Fortunately, the group benefited from resources provided by NVIDIA, which named Aiden’s lab a GPU Research Center in 2013 and provided essential hardware for the project.
Huntley said new methods were also developed to speed the data processing and reduce experimental “noise,” irregular fluctuations that tend to obscure weak signals in the data.
“We faced a real challenge because we were asking, ‘How do each of the millions of pieces of DNA in the database interact with each of the other millions of pieces?'” Huntley said. “Most of the tools that we used for this paper we had to create from scratch because the scale at which these experiments are performed is so unusual.”
The big-data tools created for the study included parallelized pipelines for high-performance computer clusters, dynamic programming algorithms and custom data structures.
Rao said the group also relied heavily on data-visualization tools created by co-authors Neva Durand and James Robinson.
“When studying big data, there can be a tendency to try to solve problems by relying purely on statistical analyses to see what comes out, but our group has a different mentality,” Rao said. “Even though there was so much data, we still wanted to be able to look at it, visualize it and make sense of it. I would say that almost every phenomenon we observed was first seen with the naked eye.”
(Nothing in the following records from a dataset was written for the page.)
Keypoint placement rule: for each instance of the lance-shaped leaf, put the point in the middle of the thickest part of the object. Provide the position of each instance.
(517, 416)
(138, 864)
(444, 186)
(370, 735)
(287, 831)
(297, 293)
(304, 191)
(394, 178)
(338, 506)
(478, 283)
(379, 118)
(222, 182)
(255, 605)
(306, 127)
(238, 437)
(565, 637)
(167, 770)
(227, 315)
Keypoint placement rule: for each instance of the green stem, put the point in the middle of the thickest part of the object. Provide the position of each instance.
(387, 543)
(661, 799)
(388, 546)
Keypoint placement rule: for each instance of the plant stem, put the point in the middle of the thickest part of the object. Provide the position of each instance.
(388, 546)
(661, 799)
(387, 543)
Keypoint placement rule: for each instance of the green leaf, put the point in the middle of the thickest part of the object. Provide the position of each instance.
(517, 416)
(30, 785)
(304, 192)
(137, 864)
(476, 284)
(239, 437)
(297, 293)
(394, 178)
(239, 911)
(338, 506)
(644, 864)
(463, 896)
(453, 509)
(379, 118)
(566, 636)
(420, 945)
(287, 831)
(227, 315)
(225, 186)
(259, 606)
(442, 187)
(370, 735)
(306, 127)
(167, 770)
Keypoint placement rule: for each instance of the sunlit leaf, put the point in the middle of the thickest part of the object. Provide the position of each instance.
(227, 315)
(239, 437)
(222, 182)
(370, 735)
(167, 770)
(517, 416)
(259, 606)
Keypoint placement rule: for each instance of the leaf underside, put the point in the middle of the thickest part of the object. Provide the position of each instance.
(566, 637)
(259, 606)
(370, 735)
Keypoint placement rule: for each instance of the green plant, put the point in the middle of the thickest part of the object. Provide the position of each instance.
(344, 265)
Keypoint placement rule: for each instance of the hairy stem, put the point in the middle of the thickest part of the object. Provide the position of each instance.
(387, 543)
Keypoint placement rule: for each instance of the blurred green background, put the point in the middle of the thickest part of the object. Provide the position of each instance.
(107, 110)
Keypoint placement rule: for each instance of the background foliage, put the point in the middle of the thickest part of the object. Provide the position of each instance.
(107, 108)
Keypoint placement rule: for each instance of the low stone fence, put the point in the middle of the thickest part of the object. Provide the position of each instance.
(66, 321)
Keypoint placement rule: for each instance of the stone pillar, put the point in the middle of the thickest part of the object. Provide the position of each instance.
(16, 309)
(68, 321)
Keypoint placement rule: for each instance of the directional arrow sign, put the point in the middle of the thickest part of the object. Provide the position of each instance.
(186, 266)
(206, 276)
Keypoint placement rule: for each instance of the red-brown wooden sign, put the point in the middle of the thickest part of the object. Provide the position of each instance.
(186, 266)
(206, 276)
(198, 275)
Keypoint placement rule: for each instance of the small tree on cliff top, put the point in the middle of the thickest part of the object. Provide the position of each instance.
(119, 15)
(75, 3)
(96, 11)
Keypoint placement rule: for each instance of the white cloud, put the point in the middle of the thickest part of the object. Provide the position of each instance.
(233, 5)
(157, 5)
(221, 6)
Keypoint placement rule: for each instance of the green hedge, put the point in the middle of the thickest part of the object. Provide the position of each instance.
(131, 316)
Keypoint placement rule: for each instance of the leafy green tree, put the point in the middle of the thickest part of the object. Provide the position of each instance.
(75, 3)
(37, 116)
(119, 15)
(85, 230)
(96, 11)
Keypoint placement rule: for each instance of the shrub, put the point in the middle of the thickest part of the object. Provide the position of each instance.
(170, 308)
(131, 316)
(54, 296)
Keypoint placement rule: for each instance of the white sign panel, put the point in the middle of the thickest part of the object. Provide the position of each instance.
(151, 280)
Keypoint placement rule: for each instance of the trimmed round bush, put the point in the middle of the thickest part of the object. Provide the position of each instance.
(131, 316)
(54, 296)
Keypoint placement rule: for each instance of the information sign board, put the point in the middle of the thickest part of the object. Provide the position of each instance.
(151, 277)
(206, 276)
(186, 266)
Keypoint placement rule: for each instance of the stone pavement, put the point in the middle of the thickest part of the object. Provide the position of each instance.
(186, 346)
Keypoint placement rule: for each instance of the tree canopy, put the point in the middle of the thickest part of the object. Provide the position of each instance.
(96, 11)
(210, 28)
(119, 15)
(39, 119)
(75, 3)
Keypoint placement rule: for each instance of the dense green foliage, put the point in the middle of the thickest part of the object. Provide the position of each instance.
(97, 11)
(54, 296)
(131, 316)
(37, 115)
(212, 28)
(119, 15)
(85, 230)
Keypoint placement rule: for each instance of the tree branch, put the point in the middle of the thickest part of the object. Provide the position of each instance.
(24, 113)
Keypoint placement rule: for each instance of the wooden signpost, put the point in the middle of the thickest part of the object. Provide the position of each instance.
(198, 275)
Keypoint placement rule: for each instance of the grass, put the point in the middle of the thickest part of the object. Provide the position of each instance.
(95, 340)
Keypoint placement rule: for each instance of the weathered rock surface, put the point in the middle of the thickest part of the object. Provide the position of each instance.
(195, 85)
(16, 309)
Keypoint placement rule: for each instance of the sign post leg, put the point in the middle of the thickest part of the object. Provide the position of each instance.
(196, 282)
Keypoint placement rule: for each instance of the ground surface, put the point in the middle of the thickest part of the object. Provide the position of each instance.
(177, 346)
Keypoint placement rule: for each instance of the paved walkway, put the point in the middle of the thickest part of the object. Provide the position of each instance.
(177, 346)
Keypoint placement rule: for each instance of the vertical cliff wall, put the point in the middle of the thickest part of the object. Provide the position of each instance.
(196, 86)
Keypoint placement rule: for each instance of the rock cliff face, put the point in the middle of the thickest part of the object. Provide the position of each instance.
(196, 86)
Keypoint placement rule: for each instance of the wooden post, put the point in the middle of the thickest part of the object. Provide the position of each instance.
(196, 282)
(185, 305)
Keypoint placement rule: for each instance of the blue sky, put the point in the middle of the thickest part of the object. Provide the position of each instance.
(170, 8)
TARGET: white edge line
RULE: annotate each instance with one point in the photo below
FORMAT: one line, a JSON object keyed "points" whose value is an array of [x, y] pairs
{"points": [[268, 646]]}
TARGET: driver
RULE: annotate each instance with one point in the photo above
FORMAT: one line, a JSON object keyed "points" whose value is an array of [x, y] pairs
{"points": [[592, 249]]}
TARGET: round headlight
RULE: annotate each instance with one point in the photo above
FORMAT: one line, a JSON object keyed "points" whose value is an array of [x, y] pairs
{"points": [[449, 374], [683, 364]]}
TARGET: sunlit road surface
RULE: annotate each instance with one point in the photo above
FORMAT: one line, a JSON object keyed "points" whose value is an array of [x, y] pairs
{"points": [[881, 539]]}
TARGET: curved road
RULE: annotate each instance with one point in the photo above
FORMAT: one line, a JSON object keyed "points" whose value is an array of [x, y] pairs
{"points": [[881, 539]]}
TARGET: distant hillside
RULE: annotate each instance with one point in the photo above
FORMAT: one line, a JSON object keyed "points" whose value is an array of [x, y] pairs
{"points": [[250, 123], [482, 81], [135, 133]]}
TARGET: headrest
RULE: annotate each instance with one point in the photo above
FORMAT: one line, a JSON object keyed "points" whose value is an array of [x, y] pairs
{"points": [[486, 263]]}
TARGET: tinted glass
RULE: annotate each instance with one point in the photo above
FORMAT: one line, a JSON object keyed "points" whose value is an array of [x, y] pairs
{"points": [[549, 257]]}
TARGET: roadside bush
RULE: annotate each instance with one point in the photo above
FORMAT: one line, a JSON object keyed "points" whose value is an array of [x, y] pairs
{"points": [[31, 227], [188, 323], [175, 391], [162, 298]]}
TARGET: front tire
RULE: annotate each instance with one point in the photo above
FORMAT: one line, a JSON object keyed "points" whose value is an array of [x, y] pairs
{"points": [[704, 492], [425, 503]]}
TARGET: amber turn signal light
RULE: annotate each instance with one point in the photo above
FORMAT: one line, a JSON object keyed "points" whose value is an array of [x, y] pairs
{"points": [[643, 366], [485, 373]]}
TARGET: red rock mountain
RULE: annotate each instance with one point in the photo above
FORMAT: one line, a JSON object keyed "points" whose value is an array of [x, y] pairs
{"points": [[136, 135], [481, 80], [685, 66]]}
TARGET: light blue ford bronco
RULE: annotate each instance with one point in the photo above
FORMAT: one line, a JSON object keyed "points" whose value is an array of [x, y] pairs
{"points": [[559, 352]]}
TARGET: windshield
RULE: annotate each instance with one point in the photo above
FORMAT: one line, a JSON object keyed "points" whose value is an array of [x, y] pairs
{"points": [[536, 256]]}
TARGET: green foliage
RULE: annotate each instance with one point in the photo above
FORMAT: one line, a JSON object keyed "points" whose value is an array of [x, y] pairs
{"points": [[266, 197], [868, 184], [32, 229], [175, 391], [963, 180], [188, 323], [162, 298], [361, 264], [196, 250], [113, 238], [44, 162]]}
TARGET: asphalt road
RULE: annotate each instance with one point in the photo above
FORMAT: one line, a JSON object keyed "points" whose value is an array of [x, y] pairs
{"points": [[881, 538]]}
Additional co-authors include the Broad Institute’s Eric Lander and Baylor’s Elena Stamenova, Ivan Bochkov, Adrian Sanborn, Ido Machol and Arina Omer.
The research was supported by the National Science Foundation, the National Institutes of Health, the National Human Genome Research Institute, NVIDIA, IBM, Google, the Cancer Prevention and Research Institute of Texas and the McNair Medical Institute.